A recent paid/part-time internship opportunity for Beautiful Trouble can be found on The Nelson A. Rockefeller Center at Dartmouth College, an Ivy League institution that “fosters a commitment to the ideals of public service and informed public debate exemplified by Nelson A. Rockefeller, former governor of New York State and Vice President of the United States.” [Source] This posting, as uneventful as it seems, exemplifies the target market/demographic of potential leadership sought and developed by NGOs that comprise the NPIC: that of ivy league status and class. There are no Indigenous trainers identified on the Beautiful Trouble website.

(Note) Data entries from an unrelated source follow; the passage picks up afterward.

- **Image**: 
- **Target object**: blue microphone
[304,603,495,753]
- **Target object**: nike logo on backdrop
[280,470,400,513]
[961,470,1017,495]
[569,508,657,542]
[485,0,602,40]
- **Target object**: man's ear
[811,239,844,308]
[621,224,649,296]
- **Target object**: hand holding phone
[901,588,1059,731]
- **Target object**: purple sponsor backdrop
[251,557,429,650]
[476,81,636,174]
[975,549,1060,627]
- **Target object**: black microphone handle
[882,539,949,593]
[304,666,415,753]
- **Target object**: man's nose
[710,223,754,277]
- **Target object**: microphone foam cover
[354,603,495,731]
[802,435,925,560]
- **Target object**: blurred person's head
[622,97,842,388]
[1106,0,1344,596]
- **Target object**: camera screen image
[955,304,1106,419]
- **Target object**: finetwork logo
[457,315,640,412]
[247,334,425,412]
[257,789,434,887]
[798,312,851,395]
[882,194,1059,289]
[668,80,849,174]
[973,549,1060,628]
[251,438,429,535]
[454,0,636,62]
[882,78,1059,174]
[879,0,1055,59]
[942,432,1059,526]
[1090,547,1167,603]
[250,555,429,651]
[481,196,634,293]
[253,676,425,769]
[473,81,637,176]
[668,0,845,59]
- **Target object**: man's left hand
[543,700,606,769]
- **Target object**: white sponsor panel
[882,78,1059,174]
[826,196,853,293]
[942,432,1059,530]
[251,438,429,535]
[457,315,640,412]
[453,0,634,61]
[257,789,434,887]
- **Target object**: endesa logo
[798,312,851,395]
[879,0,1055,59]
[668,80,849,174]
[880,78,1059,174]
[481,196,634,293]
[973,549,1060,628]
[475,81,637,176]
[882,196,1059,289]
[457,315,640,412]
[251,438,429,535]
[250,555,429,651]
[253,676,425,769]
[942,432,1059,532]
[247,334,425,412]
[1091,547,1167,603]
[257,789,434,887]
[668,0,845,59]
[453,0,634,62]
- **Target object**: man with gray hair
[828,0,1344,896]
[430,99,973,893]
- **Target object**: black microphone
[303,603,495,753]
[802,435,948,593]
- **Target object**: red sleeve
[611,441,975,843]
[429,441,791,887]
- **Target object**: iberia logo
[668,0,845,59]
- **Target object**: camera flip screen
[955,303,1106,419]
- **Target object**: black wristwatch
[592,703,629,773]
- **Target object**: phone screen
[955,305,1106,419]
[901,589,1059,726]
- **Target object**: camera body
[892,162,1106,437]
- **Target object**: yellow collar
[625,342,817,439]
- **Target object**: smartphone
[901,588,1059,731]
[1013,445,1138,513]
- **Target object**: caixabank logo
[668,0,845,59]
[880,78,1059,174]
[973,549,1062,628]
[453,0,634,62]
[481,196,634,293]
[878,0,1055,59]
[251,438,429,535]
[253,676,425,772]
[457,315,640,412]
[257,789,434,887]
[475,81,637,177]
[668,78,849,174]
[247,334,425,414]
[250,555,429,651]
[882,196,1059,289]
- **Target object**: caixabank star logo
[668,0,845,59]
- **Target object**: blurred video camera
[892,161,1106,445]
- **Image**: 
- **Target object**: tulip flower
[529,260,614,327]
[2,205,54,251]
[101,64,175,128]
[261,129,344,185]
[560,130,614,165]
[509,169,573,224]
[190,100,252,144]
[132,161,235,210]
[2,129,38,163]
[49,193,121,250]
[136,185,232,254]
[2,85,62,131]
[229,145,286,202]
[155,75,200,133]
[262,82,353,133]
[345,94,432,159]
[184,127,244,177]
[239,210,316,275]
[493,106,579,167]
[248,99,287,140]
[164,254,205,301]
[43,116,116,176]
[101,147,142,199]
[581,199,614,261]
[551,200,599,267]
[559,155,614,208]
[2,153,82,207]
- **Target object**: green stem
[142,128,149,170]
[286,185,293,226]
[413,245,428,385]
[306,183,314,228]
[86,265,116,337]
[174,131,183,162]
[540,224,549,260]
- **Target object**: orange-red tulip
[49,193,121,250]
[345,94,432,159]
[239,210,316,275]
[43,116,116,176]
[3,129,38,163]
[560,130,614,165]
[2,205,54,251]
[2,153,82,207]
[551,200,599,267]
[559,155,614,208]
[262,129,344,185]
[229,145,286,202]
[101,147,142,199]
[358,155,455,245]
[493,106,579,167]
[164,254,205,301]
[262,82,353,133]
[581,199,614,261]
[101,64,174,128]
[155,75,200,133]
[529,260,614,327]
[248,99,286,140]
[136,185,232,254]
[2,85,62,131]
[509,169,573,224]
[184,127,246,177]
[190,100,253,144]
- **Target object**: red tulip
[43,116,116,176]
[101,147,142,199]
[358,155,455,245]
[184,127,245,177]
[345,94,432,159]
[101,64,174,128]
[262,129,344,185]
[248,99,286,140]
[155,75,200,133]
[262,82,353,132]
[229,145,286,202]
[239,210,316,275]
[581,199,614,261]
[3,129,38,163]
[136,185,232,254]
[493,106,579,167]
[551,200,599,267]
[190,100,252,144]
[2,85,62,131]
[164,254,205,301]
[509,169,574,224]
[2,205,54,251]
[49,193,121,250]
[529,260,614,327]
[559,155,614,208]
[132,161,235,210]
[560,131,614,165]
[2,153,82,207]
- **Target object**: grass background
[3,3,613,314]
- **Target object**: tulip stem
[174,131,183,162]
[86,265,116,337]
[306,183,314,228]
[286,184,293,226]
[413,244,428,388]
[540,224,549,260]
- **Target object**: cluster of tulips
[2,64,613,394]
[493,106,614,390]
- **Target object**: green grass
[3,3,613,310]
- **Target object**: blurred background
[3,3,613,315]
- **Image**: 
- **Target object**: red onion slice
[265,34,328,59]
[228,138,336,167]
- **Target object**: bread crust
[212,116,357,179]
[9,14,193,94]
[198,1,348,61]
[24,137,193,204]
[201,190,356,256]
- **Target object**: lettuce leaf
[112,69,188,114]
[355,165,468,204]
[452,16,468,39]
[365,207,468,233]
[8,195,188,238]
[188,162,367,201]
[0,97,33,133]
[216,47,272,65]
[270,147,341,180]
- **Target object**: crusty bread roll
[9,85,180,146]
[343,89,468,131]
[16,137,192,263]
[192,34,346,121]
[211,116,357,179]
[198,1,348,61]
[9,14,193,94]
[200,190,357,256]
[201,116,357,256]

The Beautiful Trouble network “is an alliance of artists, trainers, and creative campaigners who continue to support creative activism. It seeks creative approaches to social change.” [Source] Beautiful trouble is not about revolution. It about the development for the expansion of American driven ideologies and social constructs imparted by those who benefit from such institutions. The Beautiful Trouble network is an exercise of the development and expansion of networked hegemony driven by the belief of American exceptionalism. It reframes the necessity regarding the required dismantling of  the capitalism system in its entirety by creating a false illusion that the system can instead be made better by the “new economy”, otherwise known as transformative capitalism, generative capitalism and natural capitalism.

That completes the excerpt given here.